Thanks to the great advantage of preparation methods, the thermoelectric (TE) alloy materials can be fast synthesized with controllable structural morphology for optimizing charge and phonon transport properties, thereby improving the TE efficiency of the material. Herein, a series of Sb-doped Ti0.5Zr0.5NiSn1−xSbx based half-Heusler alloy was prepared via a combined fast procedure of arc melting (AC), melt spinning (MS) followed by spark plasma sintering (SPS). The detailed analyses of morphology, phase structure, and composition reveal high-quality samples through processes for enhanced TE properties.

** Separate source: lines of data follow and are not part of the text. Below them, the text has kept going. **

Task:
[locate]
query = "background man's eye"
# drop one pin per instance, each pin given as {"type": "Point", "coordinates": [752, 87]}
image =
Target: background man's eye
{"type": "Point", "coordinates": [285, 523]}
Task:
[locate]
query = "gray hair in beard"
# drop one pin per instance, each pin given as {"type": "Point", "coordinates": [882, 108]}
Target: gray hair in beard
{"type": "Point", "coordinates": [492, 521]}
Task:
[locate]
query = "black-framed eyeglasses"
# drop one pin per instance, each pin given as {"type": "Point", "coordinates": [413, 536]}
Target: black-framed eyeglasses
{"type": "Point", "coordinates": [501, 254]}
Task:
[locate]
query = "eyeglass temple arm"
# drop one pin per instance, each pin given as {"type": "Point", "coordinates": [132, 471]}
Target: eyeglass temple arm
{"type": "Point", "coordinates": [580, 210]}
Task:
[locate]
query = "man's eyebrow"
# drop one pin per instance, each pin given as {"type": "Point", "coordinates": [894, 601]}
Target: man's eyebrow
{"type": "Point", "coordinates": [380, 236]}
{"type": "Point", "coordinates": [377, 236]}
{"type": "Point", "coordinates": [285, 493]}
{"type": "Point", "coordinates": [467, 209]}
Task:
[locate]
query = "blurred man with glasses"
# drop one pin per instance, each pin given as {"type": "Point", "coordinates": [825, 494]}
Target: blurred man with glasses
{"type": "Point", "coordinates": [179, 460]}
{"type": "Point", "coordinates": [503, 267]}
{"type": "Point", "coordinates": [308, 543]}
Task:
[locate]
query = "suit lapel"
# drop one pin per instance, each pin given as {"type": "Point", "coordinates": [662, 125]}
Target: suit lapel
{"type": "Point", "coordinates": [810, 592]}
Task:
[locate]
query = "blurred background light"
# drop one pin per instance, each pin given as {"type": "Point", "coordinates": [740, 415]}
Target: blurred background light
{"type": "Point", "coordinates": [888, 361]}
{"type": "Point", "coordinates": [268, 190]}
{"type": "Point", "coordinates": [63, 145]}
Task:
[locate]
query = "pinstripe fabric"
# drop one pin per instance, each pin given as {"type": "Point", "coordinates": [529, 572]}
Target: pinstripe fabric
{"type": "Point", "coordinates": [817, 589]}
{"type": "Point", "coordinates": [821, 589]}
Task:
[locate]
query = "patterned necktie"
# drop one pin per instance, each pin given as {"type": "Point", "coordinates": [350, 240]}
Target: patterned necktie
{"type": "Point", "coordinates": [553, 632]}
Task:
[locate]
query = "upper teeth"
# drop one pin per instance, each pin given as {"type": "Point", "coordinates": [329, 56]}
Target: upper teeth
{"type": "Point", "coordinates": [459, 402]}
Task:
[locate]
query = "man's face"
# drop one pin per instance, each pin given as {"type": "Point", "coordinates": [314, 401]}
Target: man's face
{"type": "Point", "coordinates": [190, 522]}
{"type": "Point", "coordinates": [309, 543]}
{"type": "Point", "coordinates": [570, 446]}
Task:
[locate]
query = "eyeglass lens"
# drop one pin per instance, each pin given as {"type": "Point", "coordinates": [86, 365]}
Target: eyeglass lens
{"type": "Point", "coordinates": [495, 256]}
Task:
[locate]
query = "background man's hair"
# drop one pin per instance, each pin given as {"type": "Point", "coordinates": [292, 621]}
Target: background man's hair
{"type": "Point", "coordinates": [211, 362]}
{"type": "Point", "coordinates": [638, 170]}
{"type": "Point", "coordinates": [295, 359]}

High ZT values over one are achieved for all samples with slight Sb doping content variation from x = 0.0025–0.02. The enhanced TE performance of the Sb-doped Ti0.5Zr0.5NiSn1−xSbx alloys here results from the synergistic between the approaches such as doping, alloying, nanostructuring, and the presence of nano-precipitates induced by MS. The highest ZT values of ∼1.2 at 847 K with an average ZT of 0.798 and estimated TE conversion efficiency reached 12.8% in the temperature range from 300 K to 847 K were achieved for the 1.25% Sb doped sample. In addition, the thermal cycling test through continuous measurement of five and a half cycles confirmed the high thermal stability of the bulk alloy. High ZT and thermal stability based on Hf-free Ti0.5Zr0.5NiSn1−xSbx alloy and fast synthesis are well matched for commercial requirements.